電話にすぐに出たアキラに、夫は今の状況を話し、3回目の絵が完成したのかどうかを、単刀直入に聞いた。

「もちろん」相変わらずアキラの声は力強かった。「わたしのこの部屋にあるから、いま送ろうか?」

「ぜひ、お願いします」カナタが考える前に夫は母に頼んでいた。カナタは、その一連の流れが楽しくなっていた。

「届いた!」夫のパソコンに映し出された画像に、カナタがパリから帰って描いたアキラの像が映し出されていた。

だがそこに描かれていた絵には、アキラの姿は不在で、代わりに、夜の琵琶湖の湖面と、空中に浮かぶ夜の月があった。

「なんでこれがわたし? って、その時聞いたのよ」アキラは、カナタの夫に語りかけていた。

「おかあさんっぽいですよ」カナタの夫は笑って答えた。つづけて、「この湖面は本当に琵琶湖なのかな」と言った。

カナタは立って、パソコンに映し出された自分の絵をじっと見た。そして、「わたし、どうしてこんな月のママを描いたんだろ」とつぶやいた。

すると、外で急に雨が降ってきた。

雨音を聞いてカナタは、「いま、また降るの? 」と、外の雨粒たちに語りかけた。

その声に答えるように雨の勢いは激しくなった。

「雨と会話できる?」と夫はつぶやいた。「こんな人なんですか、カナタは、おかあさん?」

「あら、わたしのほうが会話できるのよ」とアキラはパソコンの画面の向こうで言って、笑った。「京都でも降ってきたよ」

カナタは、その母の声を聞き、パリから帰ってきた時、なぜ自分が母の実像の代わりに湖面と月を描いたのか、少しだけわかってきた。

「わたしはね、あなた」と、カナタはパソコンの前に座る夫の背中に向かって言った。「ママの絵を描くことで癒やされながらね」

「うん」と夫は言った。その時夫は、カナタと言ったハワイの新婚旅行のことを思い出していた。それまでの人生すべてをカナタに語った夫は、その高層ホテルの一室で、カナタに向かってすすり泣いた。

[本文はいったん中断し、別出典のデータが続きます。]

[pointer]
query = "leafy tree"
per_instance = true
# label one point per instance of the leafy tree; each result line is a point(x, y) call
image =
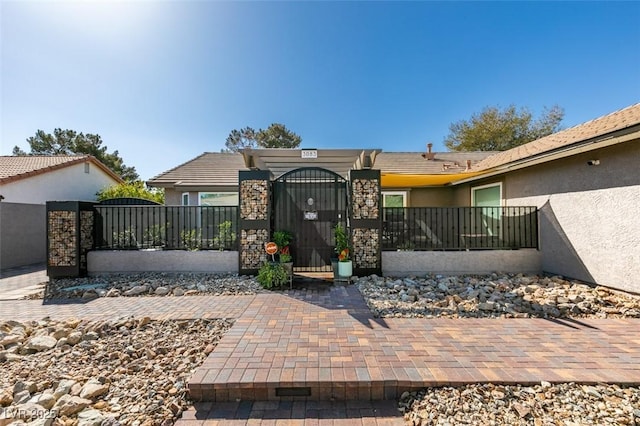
point(278, 136)
point(494, 129)
point(133, 189)
point(69, 142)
point(240, 139)
point(275, 136)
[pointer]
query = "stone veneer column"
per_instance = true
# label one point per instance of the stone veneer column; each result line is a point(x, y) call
point(70, 226)
point(255, 219)
point(366, 221)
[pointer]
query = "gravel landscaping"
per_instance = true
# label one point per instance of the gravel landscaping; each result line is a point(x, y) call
point(494, 296)
point(544, 404)
point(134, 371)
point(127, 371)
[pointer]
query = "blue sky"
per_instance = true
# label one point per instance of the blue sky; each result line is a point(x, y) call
point(162, 82)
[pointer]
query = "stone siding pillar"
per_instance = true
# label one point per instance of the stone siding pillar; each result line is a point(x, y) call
point(255, 219)
point(366, 221)
point(70, 235)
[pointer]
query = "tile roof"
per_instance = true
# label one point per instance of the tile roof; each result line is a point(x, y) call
point(415, 163)
point(19, 167)
point(615, 121)
point(208, 169)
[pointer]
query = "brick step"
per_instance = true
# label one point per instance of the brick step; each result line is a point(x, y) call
point(301, 391)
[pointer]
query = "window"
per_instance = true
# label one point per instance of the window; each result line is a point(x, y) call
point(489, 197)
point(394, 199)
point(219, 198)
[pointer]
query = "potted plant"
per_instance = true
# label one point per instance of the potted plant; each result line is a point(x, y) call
point(345, 265)
point(283, 240)
point(272, 274)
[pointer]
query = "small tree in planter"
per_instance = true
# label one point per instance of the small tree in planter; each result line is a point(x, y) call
point(345, 265)
point(272, 274)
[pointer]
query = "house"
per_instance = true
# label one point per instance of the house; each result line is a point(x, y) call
point(585, 180)
point(26, 184)
point(408, 178)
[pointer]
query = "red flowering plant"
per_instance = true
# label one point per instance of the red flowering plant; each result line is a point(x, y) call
point(344, 255)
point(342, 243)
point(282, 240)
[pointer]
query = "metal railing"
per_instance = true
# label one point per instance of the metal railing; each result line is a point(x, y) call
point(128, 227)
point(459, 228)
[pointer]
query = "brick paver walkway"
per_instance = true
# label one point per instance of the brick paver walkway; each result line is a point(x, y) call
point(323, 342)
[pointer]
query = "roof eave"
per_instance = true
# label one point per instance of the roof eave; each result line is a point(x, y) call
point(598, 142)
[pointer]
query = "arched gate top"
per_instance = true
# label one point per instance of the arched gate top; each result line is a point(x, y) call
point(306, 173)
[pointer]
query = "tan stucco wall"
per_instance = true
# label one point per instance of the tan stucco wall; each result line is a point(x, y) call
point(430, 197)
point(589, 215)
point(22, 234)
point(173, 197)
point(67, 184)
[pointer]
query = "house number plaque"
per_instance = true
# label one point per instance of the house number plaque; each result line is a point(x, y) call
point(311, 215)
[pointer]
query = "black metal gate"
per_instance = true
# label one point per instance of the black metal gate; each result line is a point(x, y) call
point(309, 202)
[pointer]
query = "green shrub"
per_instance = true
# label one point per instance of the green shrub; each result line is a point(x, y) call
point(191, 239)
point(272, 274)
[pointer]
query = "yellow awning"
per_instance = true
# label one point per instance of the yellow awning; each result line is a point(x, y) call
point(397, 180)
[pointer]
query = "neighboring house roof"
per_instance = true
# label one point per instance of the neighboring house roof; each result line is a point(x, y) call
point(566, 139)
point(417, 163)
point(13, 168)
point(215, 169)
point(209, 169)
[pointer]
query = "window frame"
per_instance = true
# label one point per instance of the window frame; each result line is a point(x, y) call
point(480, 187)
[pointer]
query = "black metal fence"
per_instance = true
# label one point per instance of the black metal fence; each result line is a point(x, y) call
point(130, 227)
point(459, 228)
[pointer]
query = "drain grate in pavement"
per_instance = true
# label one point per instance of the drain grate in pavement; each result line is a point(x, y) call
point(293, 391)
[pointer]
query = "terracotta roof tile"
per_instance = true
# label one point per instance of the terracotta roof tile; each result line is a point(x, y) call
point(19, 167)
point(617, 120)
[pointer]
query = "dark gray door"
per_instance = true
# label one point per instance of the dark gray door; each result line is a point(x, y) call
point(309, 202)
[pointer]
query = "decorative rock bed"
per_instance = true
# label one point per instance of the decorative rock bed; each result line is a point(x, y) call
point(544, 404)
point(510, 296)
point(137, 393)
point(126, 371)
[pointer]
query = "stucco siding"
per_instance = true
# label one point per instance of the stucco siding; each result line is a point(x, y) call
point(589, 214)
point(66, 184)
point(22, 234)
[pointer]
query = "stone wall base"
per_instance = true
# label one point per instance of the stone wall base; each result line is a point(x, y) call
point(105, 262)
point(404, 263)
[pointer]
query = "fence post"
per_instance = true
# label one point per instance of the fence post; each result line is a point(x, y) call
point(366, 221)
point(255, 219)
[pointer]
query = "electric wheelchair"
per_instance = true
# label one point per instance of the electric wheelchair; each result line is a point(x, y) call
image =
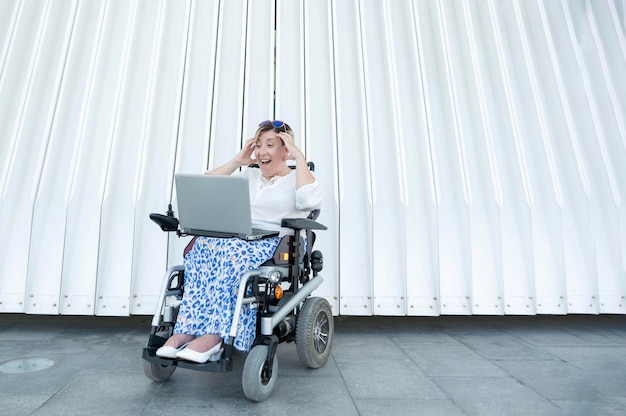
point(280, 288)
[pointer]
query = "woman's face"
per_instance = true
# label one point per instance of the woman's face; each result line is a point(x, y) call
point(270, 153)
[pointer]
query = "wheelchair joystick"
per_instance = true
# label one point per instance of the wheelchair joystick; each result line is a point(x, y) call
point(167, 222)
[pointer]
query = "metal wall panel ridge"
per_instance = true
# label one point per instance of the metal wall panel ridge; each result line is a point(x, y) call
point(471, 152)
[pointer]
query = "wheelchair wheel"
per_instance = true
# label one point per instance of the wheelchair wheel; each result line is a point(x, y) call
point(257, 386)
point(314, 332)
point(158, 372)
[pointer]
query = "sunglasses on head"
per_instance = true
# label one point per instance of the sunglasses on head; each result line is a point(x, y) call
point(277, 124)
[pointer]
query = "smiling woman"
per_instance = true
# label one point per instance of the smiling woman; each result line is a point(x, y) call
point(214, 266)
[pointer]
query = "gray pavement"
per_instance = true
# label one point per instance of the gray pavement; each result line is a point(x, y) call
point(472, 365)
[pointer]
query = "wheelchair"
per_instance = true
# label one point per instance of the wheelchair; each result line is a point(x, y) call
point(280, 289)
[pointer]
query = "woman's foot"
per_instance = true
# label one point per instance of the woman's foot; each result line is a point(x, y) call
point(204, 343)
point(202, 349)
point(174, 345)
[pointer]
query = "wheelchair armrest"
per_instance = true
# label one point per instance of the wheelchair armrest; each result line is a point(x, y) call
point(166, 222)
point(302, 224)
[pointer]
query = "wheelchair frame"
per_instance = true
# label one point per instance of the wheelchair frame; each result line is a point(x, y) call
point(293, 317)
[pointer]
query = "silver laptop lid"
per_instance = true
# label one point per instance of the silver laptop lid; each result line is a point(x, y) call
point(213, 203)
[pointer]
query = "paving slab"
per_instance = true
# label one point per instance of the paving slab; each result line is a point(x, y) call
point(450, 365)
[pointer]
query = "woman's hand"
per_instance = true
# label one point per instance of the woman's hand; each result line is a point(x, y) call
point(293, 153)
point(243, 158)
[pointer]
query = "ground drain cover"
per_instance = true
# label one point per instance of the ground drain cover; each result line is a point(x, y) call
point(26, 365)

そんな体験をこれまでしたことがなかった夫は、鮮明にハワイの夜を覚えていた。その体験を思い出しながら夫は妻の美しい声を聞いていた。

「あれは琵琶湖の湖面でもなく、もちろんセーヌ川でもなく」とカナタは言った。「やがてあなたと旅するハワイの海なんだよ」

そこまで聞いた京都のアキラは、ネット通信を静かに閉じた。そのことを、カナタも夫も気づいていた。そして、ありがとう、とふたりは思った。

「ワイキキの月か、あれは」と夫は漏らした。「でもなんだか、ジャパニーズっぽいぞ」

「海はワイキキなんだけど」とカナタは言った。そして、夫の肩に手を乗せた。「あの月はあなたなんだよ」と言い、つづけて、

「つきと」と言った。

夫は、久しぶりに自分の名前を読んでもらえて嬉しかったが、月人という名をもつ自分と出会ったのは、カナタが母を3回目に描いた少しあとのはずだが、とつぶやいた。

「そんなものなのかもよ、あなた」カナタは月人の首に腕を回して笑った。「ヒカリへの電話は、明日ね」

その時は雨は降っては来なかった。終着点を悟った人々に雨は関心を失うのかなと、カナタは思った。月人は、雨が慰めてくれない地点にまで、なんとか我々はたどり着くことができたのかなと妻に言ってみた。

「雨は去っていったのね」カナタは寂しそうに言ったものの、目の前にいる平凡な男の髪を撫でることでその寂しさは消えていったことが不思議だった。

雨の助けがなくとも、私たちは互いの髪を撫で、その互いの髪がどこまでも絡み合っていたとしても許すことができる、そのような地点にどうやらわたしたちはたどり着いたようだ。カナタは再び静かに泣いた。